October 5 2017
Mirna "The Mirnavator" Valerio shares an excerpt from her first book.
Sure, some larger brands and companies jumped on the wagon and responded to the actual needs of their customers by offering sizes that went beyond XL—Target, Lane Bryant, Juno, Old Navy, Danskin and a handful of others. Unfortunately, and with the exception of a few, many (but not all) of these products were not designed with real athletic endeavor in mind and could not handle the demands of running or, well, anything beyond yoga, slow walking and stationary cycling. There were lots of cotton blends, flimsy waistbands and rough seams. Athenas who loved high-impact activities were out of luck unless they resorted to mens’ apparel, since at least those items went up to XXL (and in some cases 3XL). Were they a perfect fit? No, but at least it was something that allowed the desired kind of fitness to happen.
Enter smaller, more grassroots efforts like Katie K Active and Lineage, companies that have created lines for a broader swath of folks. They focus on actual needs and take consumer psychology into consideration. Lineage, for example, prides itself on not separating straight sizes from plus-sizes: “We’re all used to plus-sizes being in separate sections. Not the case here at Lineage! Each product contains its full-size range in one place.” Katie K Active proves that they are the size-inclusive brand they say they are “by fitting [their] line on a straight size fit model and a plus-size fit model, we make sure we adjust the line to create a flawless yet comfortable fit.” The efforts of companies like this are helping to bring relief and a sense of belonging to scores of women who have always been athletes but have been traditionally ignored as such by big athletic companies who preferred to maintain the aspirational status quo.

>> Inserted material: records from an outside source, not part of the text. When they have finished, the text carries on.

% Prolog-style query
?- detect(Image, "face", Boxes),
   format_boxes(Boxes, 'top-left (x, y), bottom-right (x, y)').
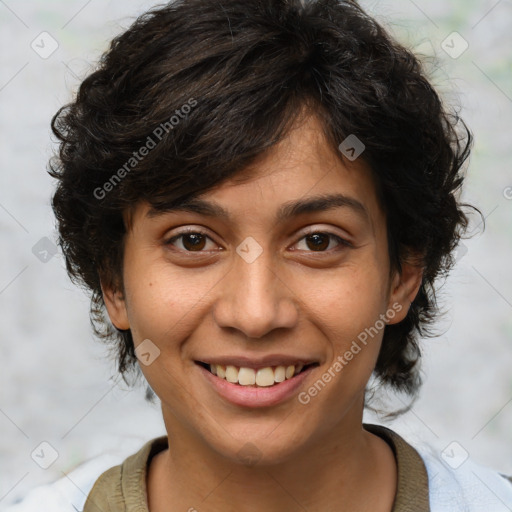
top-left (104, 117), bottom-right (421, 463)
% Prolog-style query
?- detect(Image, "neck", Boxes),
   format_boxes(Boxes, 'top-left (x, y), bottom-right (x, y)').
top-left (148, 404), bottom-right (396, 512)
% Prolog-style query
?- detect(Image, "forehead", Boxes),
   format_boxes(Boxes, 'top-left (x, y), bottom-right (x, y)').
top-left (134, 116), bottom-right (383, 230)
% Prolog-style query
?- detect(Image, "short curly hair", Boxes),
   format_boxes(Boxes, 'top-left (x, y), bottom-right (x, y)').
top-left (49, 0), bottom-right (472, 395)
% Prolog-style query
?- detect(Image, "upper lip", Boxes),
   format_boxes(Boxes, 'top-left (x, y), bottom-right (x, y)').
top-left (196, 354), bottom-right (318, 368)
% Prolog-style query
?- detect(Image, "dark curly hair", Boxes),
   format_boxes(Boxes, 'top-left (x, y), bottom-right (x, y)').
top-left (49, 0), bottom-right (472, 395)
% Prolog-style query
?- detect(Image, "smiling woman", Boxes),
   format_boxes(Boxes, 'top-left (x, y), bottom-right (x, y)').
top-left (41, 0), bottom-right (512, 512)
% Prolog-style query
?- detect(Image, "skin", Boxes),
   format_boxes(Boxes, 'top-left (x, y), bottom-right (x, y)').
top-left (103, 116), bottom-right (421, 512)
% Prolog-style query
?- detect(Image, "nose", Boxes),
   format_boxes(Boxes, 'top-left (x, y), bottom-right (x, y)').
top-left (213, 251), bottom-right (298, 338)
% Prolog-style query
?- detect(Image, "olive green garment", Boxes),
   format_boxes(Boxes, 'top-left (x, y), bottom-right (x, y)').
top-left (83, 424), bottom-right (430, 512)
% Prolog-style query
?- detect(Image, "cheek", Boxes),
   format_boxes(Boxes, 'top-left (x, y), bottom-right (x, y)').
top-left (308, 263), bottom-right (387, 344)
top-left (125, 265), bottom-right (208, 344)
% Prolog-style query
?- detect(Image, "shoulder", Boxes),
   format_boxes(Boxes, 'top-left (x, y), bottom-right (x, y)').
top-left (416, 443), bottom-right (512, 512)
top-left (83, 436), bottom-right (168, 512)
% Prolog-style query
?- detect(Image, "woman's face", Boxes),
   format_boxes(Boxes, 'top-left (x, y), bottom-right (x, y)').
top-left (104, 117), bottom-right (420, 463)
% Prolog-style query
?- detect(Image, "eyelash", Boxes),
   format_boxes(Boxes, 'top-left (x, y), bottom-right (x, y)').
top-left (165, 228), bottom-right (353, 253)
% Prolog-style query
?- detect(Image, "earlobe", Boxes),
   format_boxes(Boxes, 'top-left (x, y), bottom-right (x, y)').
top-left (101, 282), bottom-right (130, 331)
top-left (388, 263), bottom-right (423, 324)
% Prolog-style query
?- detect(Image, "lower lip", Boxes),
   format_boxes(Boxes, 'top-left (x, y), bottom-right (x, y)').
top-left (197, 365), bottom-right (315, 407)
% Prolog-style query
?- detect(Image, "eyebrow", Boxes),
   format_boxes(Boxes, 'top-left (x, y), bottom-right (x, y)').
top-left (147, 194), bottom-right (370, 222)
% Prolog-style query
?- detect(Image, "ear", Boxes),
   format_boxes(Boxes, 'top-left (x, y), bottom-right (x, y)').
top-left (101, 281), bottom-right (130, 330)
top-left (387, 262), bottom-right (423, 324)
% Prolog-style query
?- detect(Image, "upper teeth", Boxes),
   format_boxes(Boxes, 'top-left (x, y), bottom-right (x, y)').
top-left (210, 363), bottom-right (304, 386)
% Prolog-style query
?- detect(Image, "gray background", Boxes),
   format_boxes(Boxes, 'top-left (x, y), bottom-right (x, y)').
top-left (0, 0), bottom-right (512, 508)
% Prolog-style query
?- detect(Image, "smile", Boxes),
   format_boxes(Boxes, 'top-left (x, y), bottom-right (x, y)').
top-left (195, 358), bottom-right (319, 408)
top-left (198, 361), bottom-right (318, 387)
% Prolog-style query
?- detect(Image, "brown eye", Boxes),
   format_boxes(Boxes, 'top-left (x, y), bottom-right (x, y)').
top-left (306, 233), bottom-right (330, 251)
top-left (297, 232), bottom-right (352, 252)
top-left (183, 233), bottom-right (206, 251)
top-left (166, 231), bottom-right (215, 252)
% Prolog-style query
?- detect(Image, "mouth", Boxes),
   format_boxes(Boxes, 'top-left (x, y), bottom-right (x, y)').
top-left (195, 361), bottom-right (319, 388)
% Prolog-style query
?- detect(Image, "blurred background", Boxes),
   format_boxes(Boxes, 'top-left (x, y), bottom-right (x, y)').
top-left (0, 0), bottom-right (512, 509)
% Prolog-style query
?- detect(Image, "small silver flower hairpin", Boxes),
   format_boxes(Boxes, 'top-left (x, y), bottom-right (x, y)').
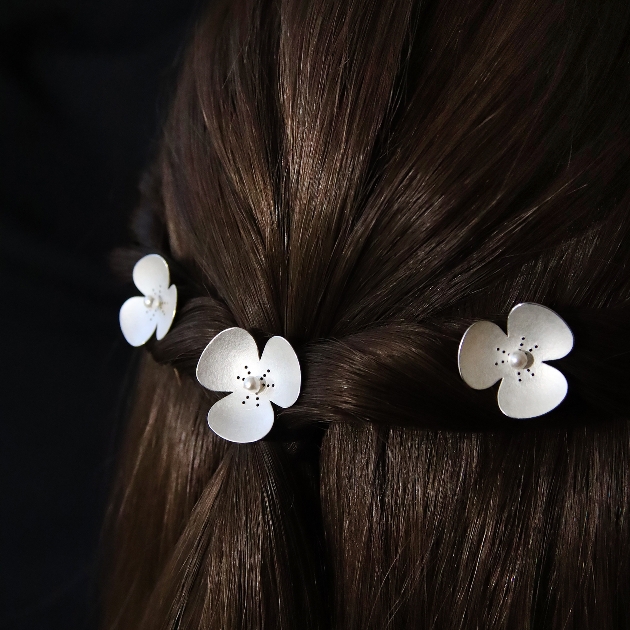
top-left (119, 254), bottom-right (177, 346)
top-left (197, 328), bottom-right (302, 443)
top-left (458, 303), bottom-right (573, 419)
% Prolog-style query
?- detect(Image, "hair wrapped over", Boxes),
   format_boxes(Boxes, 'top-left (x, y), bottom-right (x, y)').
top-left (105, 0), bottom-right (630, 630)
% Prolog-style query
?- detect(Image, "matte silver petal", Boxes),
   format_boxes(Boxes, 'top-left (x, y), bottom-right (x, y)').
top-left (457, 321), bottom-right (512, 389)
top-left (507, 302), bottom-right (573, 361)
top-left (498, 363), bottom-right (567, 419)
top-left (118, 296), bottom-right (157, 347)
top-left (208, 392), bottom-right (273, 444)
top-left (155, 284), bottom-right (177, 340)
top-left (197, 328), bottom-right (262, 392)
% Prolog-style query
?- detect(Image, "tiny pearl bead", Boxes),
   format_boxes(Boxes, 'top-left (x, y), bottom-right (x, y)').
top-left (509, 350), bottom-right (528, 369)
top-left (243, 376), bottom-right (258, 392)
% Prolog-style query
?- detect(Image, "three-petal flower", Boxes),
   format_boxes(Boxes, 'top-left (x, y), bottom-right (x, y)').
top-left (119, 254), bottom-right (177, 346)
top-left (197, 328), bottom-right (302, 443)
top-left (458, 303), bottom-right (573, 418)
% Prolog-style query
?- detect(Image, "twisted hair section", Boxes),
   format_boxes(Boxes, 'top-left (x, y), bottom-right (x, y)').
top-left (104, 0), bottom-right (630, 630)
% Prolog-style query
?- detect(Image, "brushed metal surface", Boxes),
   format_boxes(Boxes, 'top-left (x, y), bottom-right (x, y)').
top-left (118, 254), bottom-right (177, 347)
top-left (197, 328), bottom-right (302, 443)
top-left (458, 302), bottom-right (573, 419)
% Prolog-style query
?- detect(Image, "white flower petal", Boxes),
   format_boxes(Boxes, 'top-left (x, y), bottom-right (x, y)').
top-left (458, 321), bottom-right (512, 389)
top-left (260, 337), bottom-right (302, 407)
top-left (118, 296), bottom-right (157, 347)
top-left (507, 302), bottom-right (573, 362)
top-left (155, 284), bottom-right (177, 340)
top-left (133, 254), bottom-right (170, 297)
top-left (197, 328), bottom-right (262, 392)
top-left (208, 390), bottom-right (273, 444)
top-left (498, 363), bottom-right (567, 418)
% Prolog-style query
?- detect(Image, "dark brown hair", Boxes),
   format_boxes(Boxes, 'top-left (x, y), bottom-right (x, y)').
top-left (104, 0), bottom-right (630, 630)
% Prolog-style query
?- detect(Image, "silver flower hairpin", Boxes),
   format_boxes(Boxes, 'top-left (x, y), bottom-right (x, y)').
top-left (458, 303), bottom-right (573, 419)
top-left (119, 254), bottom-right (177, 346)
top-left (197, 328), bottom-right (302, 443)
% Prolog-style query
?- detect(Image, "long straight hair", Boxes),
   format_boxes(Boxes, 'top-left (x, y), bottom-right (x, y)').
top-left (104, 0), bottom-right (630, 630)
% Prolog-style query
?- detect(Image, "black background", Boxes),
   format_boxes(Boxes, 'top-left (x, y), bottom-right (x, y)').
top-left (0, 0), bottom-right (199, 630)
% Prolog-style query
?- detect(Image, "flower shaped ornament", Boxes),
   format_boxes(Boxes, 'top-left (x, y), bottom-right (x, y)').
top-left (458, 303), bottom-right (573, 419)
top-left (119, 254), bottom-right (177, 346)
top-left (197, 328), bottom-right (302, 443)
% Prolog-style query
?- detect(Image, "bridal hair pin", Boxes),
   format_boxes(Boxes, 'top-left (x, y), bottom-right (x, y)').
top-left (458, 303), bottom-right (573, 419)
top-left (197, 328), bottom-right (302, 443)
top-left (119, 254), bottom-right (177, 346)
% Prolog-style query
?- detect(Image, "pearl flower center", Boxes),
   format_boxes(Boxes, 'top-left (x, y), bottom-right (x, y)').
top-left (144, 295), bottom-right (162, 309)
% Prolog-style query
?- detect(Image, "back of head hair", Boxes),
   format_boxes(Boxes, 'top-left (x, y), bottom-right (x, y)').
top-left (104, 0), bottom-right (630, 630)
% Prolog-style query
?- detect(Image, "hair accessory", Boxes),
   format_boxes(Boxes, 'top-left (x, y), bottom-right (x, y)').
top-left (458, 303), bottom-right (573, 419)
top-left (197, 328), bottom-right (302, 443)
top-left (119, 254), bottom-right (177, 346)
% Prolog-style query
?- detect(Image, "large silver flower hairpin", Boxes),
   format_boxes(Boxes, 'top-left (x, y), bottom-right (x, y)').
top-left (197, 328), bottom-right (302, 443)
top-left (119, 254), bottom-right (177, 346)
top-left (458, 303), bottom-right (573, 419)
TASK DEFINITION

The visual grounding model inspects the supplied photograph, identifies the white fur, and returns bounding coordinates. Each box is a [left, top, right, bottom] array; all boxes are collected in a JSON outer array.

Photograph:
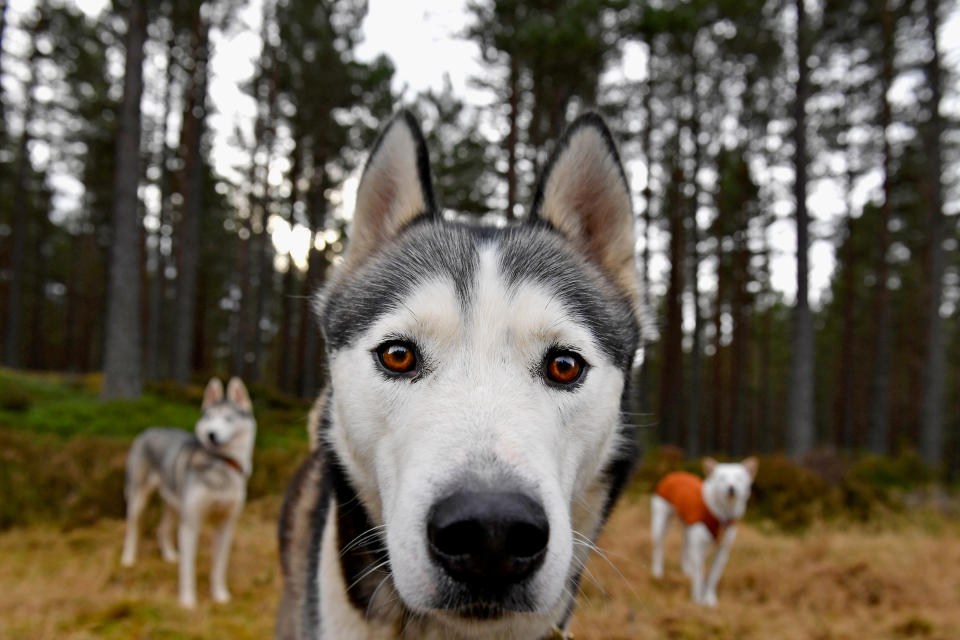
[[321, 245, 624, 638], [650, 458, 756, 607], [121, 378, 256, 608]]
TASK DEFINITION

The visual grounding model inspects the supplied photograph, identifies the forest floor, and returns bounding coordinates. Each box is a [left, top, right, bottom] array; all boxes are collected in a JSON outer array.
[[0, 493, 960, 640]]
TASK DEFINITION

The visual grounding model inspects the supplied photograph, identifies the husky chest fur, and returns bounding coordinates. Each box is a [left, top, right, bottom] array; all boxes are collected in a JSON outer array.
[[277, 113, 639, 640]]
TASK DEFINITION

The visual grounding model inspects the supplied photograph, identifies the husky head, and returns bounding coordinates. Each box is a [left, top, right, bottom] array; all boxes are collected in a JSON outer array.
[[703, 457, 757, 520], [317, 112, 639, 637], [194, 378, 257, 472]]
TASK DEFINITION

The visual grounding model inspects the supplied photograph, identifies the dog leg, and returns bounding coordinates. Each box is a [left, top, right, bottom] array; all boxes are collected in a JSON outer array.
[[177, 501, 203, 609], [210, 504, 243, 602], [703, 527, 737, 607], [157, 503, 177, 562], [683, 522, 713, 604], [650, 495, 673, 578], [120, 486, 150, 567]]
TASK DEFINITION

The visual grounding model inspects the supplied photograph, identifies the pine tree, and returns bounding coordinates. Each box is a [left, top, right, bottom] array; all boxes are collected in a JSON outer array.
[[101, 0, 147, 400]]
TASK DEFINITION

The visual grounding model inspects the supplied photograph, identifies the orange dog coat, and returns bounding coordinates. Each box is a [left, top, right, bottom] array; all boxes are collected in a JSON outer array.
[[653, 471, 728, 539]]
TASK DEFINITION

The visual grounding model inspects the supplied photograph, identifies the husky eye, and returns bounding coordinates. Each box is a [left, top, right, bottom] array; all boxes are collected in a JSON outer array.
[[544, 350, 586, 385], [377, 340, 417, 373]]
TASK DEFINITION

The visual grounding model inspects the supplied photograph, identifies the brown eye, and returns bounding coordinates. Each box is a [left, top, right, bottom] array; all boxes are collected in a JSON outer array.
[[377, 342, 417, 373], [546, 351, 584, 385]]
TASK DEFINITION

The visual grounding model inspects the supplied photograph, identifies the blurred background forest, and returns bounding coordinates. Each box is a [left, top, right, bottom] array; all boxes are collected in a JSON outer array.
[[0, 0, 960, 478]]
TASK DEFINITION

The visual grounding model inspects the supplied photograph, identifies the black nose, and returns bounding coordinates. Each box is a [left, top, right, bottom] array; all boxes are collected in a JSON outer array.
[[427, 491, 550, 588]]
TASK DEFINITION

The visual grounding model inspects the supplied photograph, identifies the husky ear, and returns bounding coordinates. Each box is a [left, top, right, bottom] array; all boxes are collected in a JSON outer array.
[[227, 378, 253, 411], [531, 113, 640, 305], [703, 458, 720, 477], [347, 110, 437, 264], [200, 378, 223, 409]]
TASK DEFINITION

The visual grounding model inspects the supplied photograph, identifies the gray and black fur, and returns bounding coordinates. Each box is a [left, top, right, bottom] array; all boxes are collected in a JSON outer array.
[[276, 112, 639, 640], [122, 378, 256, 607]]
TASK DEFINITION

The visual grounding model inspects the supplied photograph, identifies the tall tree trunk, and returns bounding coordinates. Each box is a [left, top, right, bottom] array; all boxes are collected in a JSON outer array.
[[3, 18, 42, 367], [100, 0, 147, 400], [920, 0, 946, 464], [660, 164, 685, 444], [3, 92, 36, 367], [505, 55, 520, 218], [636, 63, 654, 414], [173, 3, 208, 384], [277, 140, 303, 393], [147, 28, 175, 380], [787, 0, 814, 458], [27, 212, 50, 369], [300, 162, 327, 398], [868, 0, 894, 454], [230, 224, 253, 377], [835, 212, 857, 450], [730, 218, 750, 456], [756, 238, 775, 453], [708, 235, 727, 451], [0, 0, 7, 148], [686, 52, 703, 457], [249, 65, 277, 382]]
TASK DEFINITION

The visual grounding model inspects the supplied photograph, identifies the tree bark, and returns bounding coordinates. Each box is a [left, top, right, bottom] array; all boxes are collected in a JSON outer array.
[[920, 0, 946, 464], [147, 28, 175, 380], [660, 158, 685, 444], [686, 50, 703, 458], [786, 0, 814, 459], [868, 0, 893, 455], [299, 155, 327, 398], [637, 55, 654, 414], [0, 0, 7, 147], [505, 55, 520, 219], [173, 3, 208, 384], [277, 140, 303, 393], [100, 0, 147, 400]]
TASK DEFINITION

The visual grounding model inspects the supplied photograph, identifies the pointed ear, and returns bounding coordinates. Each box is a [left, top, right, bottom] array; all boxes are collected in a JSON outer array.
[[200, 378, 223, 409], [227, 378, 253, 411], [531, 113, 640, 306], [347, 111, 437, 264], [703, 458, 720, 477]]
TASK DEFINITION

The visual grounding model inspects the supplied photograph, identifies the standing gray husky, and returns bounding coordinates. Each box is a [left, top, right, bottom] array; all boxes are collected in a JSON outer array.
[[123, 378, 257, 607], [277, 112, 639, 640]]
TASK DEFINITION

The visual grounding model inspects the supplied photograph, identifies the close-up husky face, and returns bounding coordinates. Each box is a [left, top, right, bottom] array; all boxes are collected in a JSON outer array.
[[317, 113, 638, 637], [194, 378, 257, 454]]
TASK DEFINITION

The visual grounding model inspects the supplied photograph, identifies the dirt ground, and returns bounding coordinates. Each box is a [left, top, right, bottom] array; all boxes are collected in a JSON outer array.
[[0, 496, 960, 640]]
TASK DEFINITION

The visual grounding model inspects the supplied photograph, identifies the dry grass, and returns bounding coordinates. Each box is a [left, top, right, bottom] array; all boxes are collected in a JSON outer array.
[[0, 496, 960, 640]]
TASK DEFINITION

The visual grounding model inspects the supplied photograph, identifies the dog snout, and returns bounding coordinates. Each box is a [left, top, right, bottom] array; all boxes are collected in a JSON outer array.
[[427, 492, 550, 589]]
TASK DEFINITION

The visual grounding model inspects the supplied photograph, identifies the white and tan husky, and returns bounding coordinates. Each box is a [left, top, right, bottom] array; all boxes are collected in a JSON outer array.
[[277, 112, 639, 640]]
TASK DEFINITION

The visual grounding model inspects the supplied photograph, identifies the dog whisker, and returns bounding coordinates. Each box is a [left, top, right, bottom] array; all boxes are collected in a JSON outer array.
[[340, 524, 387, 558]]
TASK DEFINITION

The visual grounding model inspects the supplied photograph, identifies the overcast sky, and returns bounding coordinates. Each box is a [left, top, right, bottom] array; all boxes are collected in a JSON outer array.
[[10, 0, 960, 310]]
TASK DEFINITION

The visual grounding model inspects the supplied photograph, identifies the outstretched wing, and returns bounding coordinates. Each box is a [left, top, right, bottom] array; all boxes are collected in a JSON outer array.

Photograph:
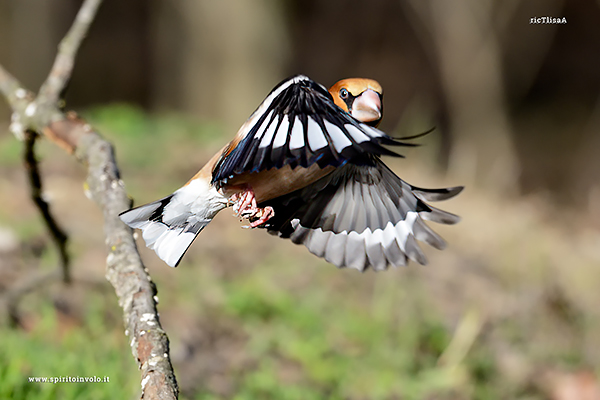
[[259, 158, 462, 271], [212, 75, 414, 184]]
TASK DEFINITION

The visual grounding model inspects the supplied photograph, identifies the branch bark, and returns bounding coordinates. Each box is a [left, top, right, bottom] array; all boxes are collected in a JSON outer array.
[[0, 0, 178, 399], [24, 131, 71, 283]]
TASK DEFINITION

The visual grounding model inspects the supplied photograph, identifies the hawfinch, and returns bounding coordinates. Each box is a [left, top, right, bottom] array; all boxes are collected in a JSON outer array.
[[120, 75, 462, 271]]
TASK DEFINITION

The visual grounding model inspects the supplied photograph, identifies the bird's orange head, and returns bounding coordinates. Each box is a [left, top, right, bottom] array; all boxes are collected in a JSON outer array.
[[329, 78, 383, 126]]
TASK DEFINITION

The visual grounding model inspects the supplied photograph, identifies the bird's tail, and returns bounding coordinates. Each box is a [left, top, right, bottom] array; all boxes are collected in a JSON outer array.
[[119, 192, 212, 267]]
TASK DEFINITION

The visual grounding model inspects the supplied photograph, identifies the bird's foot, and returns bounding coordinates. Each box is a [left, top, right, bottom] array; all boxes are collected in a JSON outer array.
[[231, 188, 275, 228]]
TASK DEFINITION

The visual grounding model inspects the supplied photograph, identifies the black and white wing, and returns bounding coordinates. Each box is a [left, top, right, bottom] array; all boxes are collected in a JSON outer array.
[[212, 75, 413, 183], [259, 157, 463, 271]]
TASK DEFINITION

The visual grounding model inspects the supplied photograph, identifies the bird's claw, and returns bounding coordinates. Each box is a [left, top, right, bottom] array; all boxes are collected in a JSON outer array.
[[231, 188, 275, 228]]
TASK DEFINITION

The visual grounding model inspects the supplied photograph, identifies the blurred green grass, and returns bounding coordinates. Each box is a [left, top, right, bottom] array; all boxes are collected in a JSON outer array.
[[0, 104, 600, 400]]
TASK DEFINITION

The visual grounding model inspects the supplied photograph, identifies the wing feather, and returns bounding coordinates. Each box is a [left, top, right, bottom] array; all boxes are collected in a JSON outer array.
[[212, 76, 420, 185]]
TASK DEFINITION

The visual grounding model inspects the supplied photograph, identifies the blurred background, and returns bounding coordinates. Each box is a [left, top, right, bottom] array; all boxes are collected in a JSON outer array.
[[0, 0, 600, 400]]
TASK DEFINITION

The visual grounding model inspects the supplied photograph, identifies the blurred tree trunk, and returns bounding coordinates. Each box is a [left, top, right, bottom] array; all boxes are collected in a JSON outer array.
[[412, 0, 519, 192], [153, 0, 289, 137]]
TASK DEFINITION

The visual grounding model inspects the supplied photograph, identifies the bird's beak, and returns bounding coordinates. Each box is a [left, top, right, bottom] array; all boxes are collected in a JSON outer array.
[[352, 89, 381, 122]]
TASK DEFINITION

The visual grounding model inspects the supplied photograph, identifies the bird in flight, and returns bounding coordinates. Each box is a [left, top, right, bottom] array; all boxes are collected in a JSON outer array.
[[120, 75, 463, 271]]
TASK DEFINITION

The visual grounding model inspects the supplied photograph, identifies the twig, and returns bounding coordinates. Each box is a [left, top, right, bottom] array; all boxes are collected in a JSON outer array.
[[38, 0, 102, 105], [24, 131, 71, 283], [0, 0, 179, 399]]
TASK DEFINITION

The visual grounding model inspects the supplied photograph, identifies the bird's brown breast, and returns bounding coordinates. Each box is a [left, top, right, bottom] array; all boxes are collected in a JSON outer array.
[[223, 164, 334, 204]]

CJ Riggins is another visionary. As the capstone project of her MBA program, Riggins, who has worked in the apparel industry since she was a teenager, decided to form her own company designing and creating technical apparel for Athena athletes.
Her desire was to lead a company that would be the “premier creator and retailer of Athena athletic apparel.” The goal was to empower plus size athletes to do what they loved without having to worry about the fit, form and function of their exercise clothing. As a seventeen-year veteran designer of technical apparel, Riggins wanted to bring her expertise to a world that was too often left to the dregs of the clearance bin or completely forgotten.
“I wanted to respect the athlete at her level, wherever she was. Why shouldn’t she get the same respect [as other athletes]?”
Riggins saw the opportunity to improve the industry she was in by making it more size inclusive. She took a hard look at the messages it had been sending and set out to reset those messages to include a whole segment of the population that had been previously cut off from its wares. There was still a little of this “mean girl” attitude marauding as the “aspirational” look and Riggins was determined to chip away at that idea; that well-designed sports apparel was only for women who fit a certain demographic and look. She took the huge project on herself, knowing that she would encounter criticism and comments like “Athenas don’t really work out…,” for example.
Fast forward to a year after the initial conception of the idea, and Riggins is now the CEO and founder of RSport and it is exactly as she envisioned: a small batch, customer-focused company backed by many years of experience and research into the needs of the specific population she serves, people like me.